Data mining is the science of discovering unknown and interesting patterns from databases. One approach to discover knowledge from data is to learn classification knowledge. Classification knowledge can be identified as descriptive generalization of portions of the space of all possible data points. Almost all classification algorithms utilize attribute selection criteria for reaching the best generalizations. Attribute selection criteria are biased by their mathematical model. Classification algorithms employee different alorithms to determine how much generalization is enough for each portion of the space.

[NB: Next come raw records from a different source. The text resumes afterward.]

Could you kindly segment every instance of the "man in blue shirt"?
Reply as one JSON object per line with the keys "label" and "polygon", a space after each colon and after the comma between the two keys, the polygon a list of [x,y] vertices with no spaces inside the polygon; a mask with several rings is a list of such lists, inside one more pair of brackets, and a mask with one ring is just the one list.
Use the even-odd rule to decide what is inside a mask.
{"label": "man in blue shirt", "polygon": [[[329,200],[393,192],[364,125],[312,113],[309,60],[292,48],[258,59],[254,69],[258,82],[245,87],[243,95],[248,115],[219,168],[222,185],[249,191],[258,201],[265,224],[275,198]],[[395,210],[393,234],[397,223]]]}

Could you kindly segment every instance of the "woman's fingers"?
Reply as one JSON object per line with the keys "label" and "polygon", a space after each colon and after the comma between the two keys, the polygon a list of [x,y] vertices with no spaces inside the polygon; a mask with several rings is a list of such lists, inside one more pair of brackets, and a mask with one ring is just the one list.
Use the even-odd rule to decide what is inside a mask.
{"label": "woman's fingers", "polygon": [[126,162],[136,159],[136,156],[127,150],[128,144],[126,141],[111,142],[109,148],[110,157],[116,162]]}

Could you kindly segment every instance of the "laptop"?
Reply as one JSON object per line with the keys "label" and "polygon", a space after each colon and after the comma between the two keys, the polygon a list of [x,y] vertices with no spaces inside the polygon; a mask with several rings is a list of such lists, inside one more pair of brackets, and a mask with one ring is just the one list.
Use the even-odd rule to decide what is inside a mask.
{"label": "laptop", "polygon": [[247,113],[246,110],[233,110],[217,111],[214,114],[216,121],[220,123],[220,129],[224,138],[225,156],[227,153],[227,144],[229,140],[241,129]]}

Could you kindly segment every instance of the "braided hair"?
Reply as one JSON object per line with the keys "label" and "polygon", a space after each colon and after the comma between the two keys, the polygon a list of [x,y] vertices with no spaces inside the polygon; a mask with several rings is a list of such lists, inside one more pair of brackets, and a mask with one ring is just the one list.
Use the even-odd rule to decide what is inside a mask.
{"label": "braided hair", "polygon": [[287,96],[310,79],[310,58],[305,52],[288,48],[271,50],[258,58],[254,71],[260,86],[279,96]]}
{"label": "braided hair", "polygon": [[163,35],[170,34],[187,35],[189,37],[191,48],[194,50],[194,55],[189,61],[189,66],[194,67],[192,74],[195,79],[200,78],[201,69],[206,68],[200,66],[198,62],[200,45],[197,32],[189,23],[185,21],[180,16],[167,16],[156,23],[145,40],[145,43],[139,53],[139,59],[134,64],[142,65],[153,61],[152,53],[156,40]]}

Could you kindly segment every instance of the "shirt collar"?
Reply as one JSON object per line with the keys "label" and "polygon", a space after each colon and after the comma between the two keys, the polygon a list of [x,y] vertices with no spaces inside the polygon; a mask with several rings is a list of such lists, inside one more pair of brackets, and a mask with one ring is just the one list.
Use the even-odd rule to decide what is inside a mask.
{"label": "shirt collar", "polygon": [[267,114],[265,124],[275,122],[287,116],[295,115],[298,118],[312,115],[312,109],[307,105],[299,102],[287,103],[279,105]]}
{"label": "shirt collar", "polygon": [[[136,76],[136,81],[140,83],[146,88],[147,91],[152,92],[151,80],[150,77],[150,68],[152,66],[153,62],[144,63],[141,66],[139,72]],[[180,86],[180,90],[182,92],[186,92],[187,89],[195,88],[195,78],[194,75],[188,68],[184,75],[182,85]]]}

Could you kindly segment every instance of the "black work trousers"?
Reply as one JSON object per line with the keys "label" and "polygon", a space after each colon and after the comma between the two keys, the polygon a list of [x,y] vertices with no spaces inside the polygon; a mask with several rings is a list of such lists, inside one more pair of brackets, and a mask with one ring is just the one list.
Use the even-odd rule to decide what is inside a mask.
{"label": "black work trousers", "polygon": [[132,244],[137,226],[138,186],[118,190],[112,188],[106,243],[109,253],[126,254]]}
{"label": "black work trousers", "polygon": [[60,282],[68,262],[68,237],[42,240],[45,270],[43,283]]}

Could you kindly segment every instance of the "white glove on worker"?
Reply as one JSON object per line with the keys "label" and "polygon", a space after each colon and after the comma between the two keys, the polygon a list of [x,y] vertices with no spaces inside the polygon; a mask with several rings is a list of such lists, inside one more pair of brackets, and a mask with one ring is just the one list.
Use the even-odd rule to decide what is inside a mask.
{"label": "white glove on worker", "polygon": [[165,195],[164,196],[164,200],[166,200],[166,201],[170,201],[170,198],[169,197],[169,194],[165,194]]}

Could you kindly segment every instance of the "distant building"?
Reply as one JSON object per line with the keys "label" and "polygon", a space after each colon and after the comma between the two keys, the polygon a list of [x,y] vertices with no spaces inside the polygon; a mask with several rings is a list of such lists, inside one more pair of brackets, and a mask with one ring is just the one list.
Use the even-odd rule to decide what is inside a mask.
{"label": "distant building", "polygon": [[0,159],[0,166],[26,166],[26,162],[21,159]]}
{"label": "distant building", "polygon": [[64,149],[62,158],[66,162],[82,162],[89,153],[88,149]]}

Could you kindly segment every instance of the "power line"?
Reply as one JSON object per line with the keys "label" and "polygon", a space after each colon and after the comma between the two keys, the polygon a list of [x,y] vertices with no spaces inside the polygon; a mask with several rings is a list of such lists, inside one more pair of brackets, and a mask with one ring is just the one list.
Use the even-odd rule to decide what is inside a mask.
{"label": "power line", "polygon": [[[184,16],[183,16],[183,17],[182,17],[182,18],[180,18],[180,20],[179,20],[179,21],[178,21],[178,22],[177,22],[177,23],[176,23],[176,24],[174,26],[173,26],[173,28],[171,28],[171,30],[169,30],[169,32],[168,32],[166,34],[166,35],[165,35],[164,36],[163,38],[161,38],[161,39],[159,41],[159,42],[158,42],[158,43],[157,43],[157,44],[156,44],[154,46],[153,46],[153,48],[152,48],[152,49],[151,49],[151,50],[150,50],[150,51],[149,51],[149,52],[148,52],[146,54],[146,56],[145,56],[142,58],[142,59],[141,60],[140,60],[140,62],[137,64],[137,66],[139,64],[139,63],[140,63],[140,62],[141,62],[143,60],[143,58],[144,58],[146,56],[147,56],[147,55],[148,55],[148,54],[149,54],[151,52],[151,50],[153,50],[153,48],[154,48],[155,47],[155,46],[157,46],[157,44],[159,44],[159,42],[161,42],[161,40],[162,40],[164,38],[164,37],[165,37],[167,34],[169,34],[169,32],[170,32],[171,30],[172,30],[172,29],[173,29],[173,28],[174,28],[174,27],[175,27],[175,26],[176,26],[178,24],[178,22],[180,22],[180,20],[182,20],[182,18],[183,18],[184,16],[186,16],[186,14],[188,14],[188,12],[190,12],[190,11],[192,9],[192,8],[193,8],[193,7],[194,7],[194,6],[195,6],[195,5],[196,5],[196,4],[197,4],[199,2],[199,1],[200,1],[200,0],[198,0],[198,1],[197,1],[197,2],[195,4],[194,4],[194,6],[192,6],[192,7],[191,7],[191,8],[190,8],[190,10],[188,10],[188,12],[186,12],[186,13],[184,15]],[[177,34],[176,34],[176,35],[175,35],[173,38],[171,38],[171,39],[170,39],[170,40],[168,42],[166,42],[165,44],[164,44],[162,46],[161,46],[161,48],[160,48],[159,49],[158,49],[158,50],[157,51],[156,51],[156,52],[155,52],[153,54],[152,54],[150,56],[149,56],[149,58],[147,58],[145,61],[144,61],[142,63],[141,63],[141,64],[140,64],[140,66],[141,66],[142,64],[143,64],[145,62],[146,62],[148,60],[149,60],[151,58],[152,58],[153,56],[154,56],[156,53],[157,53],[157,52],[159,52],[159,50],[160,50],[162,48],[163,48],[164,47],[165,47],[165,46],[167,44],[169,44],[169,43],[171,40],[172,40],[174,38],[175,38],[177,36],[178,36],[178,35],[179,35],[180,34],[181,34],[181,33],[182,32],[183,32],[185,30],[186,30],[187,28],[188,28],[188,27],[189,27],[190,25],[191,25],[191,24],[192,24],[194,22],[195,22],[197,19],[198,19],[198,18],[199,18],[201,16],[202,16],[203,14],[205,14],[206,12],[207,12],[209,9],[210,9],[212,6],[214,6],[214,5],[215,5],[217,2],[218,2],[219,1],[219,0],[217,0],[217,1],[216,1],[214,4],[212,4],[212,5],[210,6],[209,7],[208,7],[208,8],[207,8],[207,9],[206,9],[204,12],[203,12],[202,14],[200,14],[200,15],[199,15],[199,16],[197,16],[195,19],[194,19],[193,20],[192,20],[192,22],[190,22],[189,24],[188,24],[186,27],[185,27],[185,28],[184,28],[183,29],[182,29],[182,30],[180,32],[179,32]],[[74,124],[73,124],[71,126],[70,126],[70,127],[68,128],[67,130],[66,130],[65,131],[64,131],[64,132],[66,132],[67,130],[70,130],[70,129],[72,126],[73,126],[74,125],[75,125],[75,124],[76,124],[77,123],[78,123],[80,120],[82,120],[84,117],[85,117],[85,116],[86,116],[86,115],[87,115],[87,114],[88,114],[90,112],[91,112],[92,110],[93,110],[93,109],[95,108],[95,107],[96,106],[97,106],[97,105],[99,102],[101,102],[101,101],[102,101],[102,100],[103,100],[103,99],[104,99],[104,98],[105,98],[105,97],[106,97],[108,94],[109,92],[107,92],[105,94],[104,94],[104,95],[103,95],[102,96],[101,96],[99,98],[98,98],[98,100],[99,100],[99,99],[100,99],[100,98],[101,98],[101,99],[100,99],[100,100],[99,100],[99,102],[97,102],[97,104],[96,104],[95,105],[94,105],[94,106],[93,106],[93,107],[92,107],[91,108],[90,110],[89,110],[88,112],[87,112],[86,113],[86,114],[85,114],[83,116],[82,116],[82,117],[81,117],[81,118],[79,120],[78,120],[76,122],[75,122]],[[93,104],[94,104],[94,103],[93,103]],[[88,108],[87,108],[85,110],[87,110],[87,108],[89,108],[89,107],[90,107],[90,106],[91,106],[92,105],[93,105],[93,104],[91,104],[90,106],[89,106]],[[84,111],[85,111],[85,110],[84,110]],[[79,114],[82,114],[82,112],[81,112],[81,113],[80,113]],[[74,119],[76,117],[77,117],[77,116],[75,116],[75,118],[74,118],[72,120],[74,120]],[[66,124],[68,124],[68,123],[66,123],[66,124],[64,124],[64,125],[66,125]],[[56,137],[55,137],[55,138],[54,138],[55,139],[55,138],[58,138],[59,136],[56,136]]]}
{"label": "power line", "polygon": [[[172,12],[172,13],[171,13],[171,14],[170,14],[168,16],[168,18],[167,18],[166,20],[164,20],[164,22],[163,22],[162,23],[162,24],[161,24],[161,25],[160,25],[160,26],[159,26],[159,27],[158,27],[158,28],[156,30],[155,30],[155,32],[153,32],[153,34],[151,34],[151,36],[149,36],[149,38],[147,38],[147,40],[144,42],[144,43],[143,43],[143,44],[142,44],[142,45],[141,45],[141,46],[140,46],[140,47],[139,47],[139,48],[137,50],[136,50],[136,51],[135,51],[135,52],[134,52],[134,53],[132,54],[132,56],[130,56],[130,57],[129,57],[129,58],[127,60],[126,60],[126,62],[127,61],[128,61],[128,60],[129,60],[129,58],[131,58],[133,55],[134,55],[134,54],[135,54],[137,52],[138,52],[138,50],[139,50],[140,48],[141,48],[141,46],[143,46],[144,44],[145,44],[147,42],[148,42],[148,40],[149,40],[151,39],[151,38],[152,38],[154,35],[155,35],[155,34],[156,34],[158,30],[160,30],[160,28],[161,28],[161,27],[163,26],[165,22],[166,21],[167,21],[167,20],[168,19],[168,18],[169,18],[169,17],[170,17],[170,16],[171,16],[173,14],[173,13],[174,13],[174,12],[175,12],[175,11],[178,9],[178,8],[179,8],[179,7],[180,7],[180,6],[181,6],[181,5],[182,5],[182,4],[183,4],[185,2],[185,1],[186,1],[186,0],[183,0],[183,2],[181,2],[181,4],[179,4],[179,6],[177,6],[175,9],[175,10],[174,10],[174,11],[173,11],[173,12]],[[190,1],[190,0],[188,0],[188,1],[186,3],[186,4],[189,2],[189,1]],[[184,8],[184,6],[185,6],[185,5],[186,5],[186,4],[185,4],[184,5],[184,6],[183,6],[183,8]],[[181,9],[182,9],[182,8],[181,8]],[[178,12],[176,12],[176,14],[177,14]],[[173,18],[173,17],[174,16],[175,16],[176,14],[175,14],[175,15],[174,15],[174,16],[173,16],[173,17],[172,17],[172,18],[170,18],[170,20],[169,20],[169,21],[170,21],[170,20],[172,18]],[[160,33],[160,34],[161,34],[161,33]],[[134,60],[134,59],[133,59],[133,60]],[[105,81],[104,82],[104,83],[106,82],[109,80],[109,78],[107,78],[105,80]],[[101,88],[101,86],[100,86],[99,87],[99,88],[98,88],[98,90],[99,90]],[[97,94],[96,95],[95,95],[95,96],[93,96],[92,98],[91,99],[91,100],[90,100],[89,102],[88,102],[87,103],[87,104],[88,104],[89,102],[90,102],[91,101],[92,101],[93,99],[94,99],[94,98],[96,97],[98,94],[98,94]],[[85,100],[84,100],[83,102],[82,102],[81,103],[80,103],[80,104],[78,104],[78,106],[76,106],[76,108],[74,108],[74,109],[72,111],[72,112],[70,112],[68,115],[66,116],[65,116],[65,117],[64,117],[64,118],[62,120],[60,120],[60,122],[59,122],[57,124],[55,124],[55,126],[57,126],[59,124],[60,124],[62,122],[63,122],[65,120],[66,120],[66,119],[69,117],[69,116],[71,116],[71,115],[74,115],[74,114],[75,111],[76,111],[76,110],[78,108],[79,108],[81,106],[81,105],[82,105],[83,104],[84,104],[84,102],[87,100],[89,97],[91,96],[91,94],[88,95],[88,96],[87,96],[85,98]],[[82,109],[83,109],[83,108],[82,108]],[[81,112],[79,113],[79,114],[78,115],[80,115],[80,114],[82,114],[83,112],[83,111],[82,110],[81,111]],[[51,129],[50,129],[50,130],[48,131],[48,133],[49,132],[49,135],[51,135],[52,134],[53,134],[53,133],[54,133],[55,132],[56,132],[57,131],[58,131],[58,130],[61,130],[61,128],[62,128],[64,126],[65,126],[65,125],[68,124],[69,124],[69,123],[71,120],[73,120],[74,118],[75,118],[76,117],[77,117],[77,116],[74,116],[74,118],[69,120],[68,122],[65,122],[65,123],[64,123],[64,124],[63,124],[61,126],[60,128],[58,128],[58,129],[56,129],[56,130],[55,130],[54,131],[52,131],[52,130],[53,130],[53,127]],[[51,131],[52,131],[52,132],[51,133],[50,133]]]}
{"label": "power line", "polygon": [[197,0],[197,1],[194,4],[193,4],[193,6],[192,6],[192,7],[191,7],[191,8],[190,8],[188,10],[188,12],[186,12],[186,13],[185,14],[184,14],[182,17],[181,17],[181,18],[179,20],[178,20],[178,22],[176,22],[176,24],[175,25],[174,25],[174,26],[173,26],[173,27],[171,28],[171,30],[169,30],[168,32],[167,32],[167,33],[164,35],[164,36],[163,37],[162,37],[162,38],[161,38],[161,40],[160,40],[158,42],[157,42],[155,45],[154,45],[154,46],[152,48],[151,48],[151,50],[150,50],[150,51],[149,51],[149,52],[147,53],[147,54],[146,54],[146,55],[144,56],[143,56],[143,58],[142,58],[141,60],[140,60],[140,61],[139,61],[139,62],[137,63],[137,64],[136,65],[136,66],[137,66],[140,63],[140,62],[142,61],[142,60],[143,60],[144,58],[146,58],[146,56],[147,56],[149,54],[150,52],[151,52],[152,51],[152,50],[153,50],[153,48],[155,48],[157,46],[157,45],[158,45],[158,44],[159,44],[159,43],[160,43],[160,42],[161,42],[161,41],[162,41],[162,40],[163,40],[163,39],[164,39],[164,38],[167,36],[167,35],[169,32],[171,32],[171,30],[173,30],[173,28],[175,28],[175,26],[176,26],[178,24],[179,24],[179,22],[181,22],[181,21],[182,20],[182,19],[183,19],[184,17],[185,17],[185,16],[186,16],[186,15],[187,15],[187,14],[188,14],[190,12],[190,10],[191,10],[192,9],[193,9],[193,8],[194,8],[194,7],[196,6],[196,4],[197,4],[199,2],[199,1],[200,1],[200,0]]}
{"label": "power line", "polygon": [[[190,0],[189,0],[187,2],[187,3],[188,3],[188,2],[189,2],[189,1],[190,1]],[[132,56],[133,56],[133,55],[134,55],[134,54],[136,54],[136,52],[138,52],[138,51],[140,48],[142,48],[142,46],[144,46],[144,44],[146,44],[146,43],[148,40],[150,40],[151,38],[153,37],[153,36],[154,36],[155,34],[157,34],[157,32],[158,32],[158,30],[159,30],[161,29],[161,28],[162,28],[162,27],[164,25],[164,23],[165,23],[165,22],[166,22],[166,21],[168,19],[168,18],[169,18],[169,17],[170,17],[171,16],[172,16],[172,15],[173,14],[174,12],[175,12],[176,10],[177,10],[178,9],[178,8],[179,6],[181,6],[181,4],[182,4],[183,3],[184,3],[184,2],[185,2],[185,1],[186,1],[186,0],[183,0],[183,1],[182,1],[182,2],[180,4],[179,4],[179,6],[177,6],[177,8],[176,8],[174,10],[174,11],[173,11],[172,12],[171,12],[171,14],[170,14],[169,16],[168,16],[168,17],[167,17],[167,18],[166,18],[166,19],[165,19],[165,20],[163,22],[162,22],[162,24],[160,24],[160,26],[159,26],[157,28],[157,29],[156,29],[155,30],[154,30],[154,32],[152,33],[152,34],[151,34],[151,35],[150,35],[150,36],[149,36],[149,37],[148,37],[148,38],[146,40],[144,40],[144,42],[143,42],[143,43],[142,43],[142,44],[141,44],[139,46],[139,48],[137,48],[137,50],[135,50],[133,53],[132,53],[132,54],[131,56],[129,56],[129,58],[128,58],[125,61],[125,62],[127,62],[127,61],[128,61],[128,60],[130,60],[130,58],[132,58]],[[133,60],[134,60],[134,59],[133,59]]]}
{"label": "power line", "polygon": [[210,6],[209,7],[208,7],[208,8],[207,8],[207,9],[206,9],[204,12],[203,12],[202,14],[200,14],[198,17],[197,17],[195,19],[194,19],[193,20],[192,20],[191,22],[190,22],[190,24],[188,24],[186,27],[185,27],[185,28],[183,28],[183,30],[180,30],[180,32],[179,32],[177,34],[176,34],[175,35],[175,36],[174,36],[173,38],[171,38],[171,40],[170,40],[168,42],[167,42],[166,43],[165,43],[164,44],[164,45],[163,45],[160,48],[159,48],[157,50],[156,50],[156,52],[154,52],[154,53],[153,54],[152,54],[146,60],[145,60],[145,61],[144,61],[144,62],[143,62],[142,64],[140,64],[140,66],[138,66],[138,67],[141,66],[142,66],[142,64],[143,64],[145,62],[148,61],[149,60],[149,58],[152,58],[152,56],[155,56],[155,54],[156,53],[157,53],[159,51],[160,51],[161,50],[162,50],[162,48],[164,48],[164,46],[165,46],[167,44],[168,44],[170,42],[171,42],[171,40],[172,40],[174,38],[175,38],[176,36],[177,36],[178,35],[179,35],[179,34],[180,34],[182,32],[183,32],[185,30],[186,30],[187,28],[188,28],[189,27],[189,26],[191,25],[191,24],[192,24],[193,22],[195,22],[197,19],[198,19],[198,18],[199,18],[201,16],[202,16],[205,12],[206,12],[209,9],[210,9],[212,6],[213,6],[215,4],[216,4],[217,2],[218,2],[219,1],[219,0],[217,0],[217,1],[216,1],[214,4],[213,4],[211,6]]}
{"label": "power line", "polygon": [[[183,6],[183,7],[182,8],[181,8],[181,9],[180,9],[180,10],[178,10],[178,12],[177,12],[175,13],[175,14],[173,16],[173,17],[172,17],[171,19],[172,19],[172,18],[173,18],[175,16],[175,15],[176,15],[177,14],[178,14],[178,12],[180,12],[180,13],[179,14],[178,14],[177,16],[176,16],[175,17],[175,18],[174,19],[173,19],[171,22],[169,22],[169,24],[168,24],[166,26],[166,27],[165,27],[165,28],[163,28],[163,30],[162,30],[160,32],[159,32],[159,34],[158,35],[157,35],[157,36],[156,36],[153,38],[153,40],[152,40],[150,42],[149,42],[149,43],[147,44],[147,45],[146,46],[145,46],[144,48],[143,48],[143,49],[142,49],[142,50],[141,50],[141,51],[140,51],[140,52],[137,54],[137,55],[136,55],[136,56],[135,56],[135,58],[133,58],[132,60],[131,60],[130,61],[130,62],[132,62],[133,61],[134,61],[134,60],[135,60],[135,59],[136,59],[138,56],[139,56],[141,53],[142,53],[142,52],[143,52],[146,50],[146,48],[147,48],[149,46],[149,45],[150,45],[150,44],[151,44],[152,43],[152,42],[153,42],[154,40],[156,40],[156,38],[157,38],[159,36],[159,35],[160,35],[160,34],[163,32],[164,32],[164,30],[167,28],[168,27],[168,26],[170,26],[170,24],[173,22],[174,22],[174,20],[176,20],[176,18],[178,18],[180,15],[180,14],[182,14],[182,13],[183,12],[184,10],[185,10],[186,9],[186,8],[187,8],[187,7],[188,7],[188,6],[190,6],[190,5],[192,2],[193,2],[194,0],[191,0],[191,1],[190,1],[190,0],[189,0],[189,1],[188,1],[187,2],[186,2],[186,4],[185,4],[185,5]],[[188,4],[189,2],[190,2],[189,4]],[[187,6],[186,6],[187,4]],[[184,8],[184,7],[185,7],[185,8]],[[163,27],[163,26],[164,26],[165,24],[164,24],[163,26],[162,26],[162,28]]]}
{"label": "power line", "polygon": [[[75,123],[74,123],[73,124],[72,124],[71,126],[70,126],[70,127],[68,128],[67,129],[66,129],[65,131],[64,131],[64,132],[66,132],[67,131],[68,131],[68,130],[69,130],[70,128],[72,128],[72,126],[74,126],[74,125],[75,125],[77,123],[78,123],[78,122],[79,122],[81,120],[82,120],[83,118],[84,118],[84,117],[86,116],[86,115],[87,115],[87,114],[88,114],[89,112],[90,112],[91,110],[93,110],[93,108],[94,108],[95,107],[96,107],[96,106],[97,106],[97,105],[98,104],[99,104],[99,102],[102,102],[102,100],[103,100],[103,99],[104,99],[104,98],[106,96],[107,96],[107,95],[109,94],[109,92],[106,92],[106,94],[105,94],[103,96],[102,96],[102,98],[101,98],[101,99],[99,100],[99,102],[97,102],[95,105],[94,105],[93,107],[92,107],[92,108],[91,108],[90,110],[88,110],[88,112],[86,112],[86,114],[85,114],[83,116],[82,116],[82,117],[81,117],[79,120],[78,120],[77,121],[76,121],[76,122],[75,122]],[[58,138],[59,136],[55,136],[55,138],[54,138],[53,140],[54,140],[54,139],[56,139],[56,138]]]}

Decision tree algorithms are symbolic classification models that partition the space of all possible outcomes based on the classification relationship between each attribute of the given data and the decision attribute is measured by an attribute selection criterion.Attribute selection criterion may work well with some data, and may not work well with other data. This thesis investigates utilizing multiple attribute selection criteria for building a single decision tree.
This work develops a new system known as multi-criteria decision tree MCDT learning system. it allows the decision tree to be learned using a combination of three attribute selection critria: gain ratio, chi-square x2 and apriori, then the learned tree is pruned using expected error pruning algorithm. The user utilizes a parameter to adjust the pruning process to control the level where the pruning process takes place. The predictive accuracies of the decision tree learned using each of the tree attribute selection criteria are calculated and compared with the new approach for fourteen data sets.
The obtained decision tree is visualized to the user, the visualized decision tree can be relearned with more than one attribute selection criteria. The user can modify the decision tree at any node by selecting a different attribute selection criteria, and reconstructing the subtree branches from the selected node. This process can be repeated anu number of times using multiple criteria for learning one decision tree.